The disgruntled film critic walked into the parking lot with purpose. The Terrence Blunt fans took no notice, peacefully discussing their favorite scenes. Many of them wore Arthur or Merlin costumes, which infuriated Chris even more. Once he was within fifty yards he yelled at them and gave them the victory sign with his right hand.

"Oi! You potato headed mingers! I'm talking to you! Dirty tossers, how dare you make fun of the sacred King Arthur and his holy Knights of the Round Table?! Your reckoning has come, for I shall send you barmy twats into the bowels of Hell!"

A man wearing an Arthur costume offered a curt response, asking Chris to speak English. The angry film critic's face turned red in a hurry.

"You prats are as thick as two planks! Speak English?! Fancy words coming from you sorry wankers!"

By this point, Costas was filming Chris's tirade, which continued for a further three minutes. The Terrence Blunt fans looked confused and clearly took Chris for a raving lunatic, up until the very end when he flat out called Terrence Blunt the worst film producer in cinema history.

That was when the crowd surrounded Chris, murder raging in their eyes. The words
"motherfucker" and "asshole" flew around like bullets in an action film, followed by phrases like "death to the heathen" and "burn the heretic", all of them in the form of literal quotes from the Round Table movies. At this point Stavros offered up a wager to his brother regarding Chris's chances of survival.

The crowd grabbed Chris and dragged him to the middle of the parking lot where they tied him to a light pole. They gathered as much wood as they could find and piled it around him amidst continued "burn the heretic" chants, making use of brooms, discarded crates, baseball bats, and dry branches from nearby trees. By the time they were done, they had a regular pyre built around the fuming film critic, who was still spewing insult after insult at the fans of his nemesis.

Costas swore aloud when the battery of his camcorder ran out just moments before the crowd lit the pyre. Chris's profanity-laden tirade soon turned into screams as the flames bit into his flesh.

Keiko noticed a pair of police officers standing in the far end of the parking lot, watching the scene with visible interest, but showing no signs of taking action. She ran over to them and demanded to know why they were not trying to stop the lynching.

"This is a beautiful reenactment of one of the best scenes in Round Table 2," one of them said. "The dedication of these fans is admirable. Why would we stop it?"

"Indeed," the other policeman added, "and it looks so real!"

Keiko gave up and sullenly walked back to the group.

*

We did not wait around until the end of Chris's unfortunate demise. One of the Terrence Blunt fans took notice of our group and alerted the rest to our presence. As soon as they were convinced that Chris's fate was sealed, they walked towards us chanting "death to all heretics" and waving their cosplay swords.

This time around Costas was the first to turn and run, seeing how he couldn't film anything anyway, but the rest of us caught up to him just fine, well motivated by the loud chanting of the approaching mob behind us.
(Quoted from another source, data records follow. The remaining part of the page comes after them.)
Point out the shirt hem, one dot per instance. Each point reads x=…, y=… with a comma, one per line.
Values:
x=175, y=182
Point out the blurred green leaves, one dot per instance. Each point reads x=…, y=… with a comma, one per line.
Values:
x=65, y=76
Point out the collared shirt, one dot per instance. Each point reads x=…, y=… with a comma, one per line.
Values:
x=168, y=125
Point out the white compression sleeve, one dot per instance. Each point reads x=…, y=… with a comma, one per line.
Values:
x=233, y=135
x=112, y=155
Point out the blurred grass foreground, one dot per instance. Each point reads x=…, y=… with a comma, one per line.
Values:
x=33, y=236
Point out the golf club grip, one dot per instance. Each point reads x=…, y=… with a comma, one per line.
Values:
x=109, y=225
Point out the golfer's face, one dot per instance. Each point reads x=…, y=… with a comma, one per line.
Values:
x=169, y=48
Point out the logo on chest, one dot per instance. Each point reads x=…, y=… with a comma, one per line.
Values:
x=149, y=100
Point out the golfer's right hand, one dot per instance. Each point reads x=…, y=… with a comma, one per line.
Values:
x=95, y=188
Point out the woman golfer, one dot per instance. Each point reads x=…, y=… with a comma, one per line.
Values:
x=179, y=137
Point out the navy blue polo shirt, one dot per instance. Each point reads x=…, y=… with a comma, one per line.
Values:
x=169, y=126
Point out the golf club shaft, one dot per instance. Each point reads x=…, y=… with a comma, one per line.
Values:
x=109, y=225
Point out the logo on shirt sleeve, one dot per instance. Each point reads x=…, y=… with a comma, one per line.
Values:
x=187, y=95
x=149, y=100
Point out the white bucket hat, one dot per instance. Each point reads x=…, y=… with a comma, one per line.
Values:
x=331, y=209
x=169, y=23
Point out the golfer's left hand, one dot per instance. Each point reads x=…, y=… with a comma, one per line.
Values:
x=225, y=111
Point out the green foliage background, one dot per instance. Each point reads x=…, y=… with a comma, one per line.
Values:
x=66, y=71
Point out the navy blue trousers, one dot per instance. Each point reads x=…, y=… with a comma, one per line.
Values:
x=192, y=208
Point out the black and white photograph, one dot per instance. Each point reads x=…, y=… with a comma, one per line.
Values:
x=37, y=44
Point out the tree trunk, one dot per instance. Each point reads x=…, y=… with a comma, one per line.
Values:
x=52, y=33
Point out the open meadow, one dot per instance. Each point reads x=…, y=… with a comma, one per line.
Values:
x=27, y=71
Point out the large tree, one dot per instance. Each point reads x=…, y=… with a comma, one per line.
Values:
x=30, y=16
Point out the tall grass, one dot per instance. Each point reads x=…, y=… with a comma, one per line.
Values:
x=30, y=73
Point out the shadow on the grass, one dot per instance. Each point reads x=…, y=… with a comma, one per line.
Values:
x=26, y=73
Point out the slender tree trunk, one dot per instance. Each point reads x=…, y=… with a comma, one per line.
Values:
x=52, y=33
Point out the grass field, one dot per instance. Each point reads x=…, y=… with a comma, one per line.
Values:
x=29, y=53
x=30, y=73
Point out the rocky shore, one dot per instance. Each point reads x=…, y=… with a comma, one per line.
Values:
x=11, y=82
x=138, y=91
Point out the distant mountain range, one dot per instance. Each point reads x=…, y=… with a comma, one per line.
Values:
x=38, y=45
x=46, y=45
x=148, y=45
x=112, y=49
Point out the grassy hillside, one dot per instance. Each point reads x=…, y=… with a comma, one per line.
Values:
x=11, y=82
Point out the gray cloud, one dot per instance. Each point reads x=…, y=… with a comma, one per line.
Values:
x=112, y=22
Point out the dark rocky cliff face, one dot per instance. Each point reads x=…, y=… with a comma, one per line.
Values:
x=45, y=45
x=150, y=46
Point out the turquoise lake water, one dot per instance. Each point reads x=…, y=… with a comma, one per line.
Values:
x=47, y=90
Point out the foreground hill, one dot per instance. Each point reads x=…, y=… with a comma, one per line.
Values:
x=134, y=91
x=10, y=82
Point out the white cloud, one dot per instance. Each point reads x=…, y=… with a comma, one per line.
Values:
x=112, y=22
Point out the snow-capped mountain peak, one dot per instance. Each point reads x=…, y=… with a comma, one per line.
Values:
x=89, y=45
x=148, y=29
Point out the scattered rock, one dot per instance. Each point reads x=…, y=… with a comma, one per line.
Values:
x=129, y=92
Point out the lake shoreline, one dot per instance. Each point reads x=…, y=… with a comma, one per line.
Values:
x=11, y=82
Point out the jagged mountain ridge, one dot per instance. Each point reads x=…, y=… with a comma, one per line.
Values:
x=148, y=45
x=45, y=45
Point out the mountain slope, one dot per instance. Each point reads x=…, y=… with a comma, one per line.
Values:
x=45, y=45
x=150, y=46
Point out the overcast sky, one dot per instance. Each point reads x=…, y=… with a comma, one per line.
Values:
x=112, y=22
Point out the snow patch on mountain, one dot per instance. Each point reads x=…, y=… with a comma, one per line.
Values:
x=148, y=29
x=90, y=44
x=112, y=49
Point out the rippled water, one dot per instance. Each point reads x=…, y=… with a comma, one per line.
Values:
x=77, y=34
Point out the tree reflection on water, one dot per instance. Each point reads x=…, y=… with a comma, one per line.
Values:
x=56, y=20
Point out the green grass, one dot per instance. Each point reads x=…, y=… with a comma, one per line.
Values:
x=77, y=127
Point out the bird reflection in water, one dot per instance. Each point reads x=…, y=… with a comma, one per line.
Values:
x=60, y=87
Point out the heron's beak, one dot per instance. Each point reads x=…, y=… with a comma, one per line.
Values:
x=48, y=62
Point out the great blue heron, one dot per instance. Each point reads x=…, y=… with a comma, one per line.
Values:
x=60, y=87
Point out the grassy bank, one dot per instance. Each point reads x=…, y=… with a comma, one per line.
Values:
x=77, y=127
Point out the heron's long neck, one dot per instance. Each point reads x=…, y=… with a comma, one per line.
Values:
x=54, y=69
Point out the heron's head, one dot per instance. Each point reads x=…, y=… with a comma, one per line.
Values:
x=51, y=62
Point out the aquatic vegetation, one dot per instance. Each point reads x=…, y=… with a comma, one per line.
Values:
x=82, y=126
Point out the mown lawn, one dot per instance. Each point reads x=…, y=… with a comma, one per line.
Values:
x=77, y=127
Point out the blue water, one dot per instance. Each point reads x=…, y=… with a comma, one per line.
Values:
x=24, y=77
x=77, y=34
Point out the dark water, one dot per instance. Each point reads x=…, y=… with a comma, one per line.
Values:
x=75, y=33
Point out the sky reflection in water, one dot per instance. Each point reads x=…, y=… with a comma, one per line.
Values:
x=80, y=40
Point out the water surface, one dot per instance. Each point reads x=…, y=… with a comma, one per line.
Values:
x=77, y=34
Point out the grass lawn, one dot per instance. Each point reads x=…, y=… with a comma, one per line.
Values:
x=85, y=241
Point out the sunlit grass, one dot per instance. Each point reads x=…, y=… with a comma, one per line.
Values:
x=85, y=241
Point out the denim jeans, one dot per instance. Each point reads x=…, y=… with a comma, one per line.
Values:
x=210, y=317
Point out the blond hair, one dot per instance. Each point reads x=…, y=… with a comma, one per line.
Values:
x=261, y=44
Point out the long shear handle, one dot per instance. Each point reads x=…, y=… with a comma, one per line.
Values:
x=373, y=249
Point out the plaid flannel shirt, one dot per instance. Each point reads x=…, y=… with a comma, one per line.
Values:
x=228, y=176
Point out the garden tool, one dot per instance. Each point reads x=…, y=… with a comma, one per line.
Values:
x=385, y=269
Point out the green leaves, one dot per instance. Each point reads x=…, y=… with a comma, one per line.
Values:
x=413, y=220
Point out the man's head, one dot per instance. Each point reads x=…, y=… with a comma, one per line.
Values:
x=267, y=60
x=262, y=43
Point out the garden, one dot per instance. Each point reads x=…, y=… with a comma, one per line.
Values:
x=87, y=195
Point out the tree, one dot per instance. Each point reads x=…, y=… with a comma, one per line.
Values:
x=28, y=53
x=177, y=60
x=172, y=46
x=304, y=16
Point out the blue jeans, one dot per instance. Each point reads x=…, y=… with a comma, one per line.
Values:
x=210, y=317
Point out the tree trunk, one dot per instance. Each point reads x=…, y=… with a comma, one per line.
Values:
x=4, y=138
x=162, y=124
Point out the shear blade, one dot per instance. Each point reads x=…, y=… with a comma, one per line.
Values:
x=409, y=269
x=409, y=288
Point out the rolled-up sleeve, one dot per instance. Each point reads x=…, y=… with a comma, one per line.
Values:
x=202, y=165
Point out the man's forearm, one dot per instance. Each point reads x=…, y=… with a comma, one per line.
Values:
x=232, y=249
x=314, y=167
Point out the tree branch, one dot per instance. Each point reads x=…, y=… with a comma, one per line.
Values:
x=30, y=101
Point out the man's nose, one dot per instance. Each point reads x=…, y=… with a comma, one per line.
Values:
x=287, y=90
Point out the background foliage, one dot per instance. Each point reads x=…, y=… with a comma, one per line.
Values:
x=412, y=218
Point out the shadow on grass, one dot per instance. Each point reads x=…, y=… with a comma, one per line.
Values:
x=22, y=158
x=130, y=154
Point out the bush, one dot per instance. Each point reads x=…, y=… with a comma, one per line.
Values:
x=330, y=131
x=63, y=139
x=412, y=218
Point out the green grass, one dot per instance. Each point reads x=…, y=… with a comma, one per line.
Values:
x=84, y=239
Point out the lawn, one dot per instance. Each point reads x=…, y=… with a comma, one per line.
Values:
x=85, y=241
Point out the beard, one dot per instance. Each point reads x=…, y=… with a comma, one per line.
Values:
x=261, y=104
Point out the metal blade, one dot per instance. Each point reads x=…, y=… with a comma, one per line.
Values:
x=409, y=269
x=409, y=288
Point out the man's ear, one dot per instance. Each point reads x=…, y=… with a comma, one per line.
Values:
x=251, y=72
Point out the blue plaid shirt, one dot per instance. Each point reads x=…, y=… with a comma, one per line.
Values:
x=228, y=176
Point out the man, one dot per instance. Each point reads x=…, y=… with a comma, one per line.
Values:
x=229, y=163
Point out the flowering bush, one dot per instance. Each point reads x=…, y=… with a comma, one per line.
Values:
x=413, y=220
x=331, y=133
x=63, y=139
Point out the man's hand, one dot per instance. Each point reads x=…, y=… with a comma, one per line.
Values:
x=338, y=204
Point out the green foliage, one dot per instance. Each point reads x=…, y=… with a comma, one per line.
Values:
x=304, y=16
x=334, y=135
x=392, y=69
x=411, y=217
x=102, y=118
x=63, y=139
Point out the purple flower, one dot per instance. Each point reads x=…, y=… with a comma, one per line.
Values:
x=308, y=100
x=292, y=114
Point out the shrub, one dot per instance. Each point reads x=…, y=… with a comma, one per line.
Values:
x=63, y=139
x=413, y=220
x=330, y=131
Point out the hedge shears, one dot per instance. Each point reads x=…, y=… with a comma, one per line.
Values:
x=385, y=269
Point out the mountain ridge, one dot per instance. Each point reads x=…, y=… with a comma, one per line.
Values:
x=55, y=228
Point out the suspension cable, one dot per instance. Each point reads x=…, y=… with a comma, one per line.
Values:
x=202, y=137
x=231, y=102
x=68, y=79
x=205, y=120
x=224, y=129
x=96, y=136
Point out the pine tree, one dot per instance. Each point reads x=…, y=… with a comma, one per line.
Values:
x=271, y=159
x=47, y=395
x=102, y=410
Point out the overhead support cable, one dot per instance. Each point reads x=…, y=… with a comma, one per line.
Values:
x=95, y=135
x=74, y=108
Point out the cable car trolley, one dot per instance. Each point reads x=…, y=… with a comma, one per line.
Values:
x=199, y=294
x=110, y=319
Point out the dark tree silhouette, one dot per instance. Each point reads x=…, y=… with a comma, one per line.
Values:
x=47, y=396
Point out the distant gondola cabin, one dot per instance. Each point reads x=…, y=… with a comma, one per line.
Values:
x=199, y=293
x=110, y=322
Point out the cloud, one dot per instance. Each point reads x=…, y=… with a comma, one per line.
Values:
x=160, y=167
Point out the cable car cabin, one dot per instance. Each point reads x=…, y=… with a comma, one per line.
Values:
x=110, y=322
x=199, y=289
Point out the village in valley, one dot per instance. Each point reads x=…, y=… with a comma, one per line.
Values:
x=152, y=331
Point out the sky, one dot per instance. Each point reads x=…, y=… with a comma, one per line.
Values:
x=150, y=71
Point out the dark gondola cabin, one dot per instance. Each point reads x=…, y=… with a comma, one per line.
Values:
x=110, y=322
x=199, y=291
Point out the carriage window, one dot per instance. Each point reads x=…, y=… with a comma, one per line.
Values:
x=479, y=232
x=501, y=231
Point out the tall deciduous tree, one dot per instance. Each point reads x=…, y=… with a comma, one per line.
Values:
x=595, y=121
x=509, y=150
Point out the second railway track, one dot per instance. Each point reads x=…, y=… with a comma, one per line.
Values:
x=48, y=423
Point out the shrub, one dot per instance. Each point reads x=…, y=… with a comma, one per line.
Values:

We found Larry having a cup of coffee by the bus. He was surprised by how quickly we boarded the bus, but once he saw the Terrence Blunt fans behind us he quickly tossed the coffee cup away and jumped into the driver's seat. He took off so fast we barely had the time to fasten our seat belts. He almost ran over a man in Merlin costume, and when one of the angry Round Table fanatics hurled a spear at the bus that almost took out the back window, he looked like he wanted to go back and run them all into the ground. He decided against it, by later admission due to how much paperwork it would have caused to explain the blood stains to the insurance company.

On our way out of Desert Rock we still got a glimpse of the smoke coming from the pyre in the Screeningator's parking lot. From a distance it looked like a barbecue, projecting the image of Desert Rock being a nice, friendly border town which offers fun for the whole family.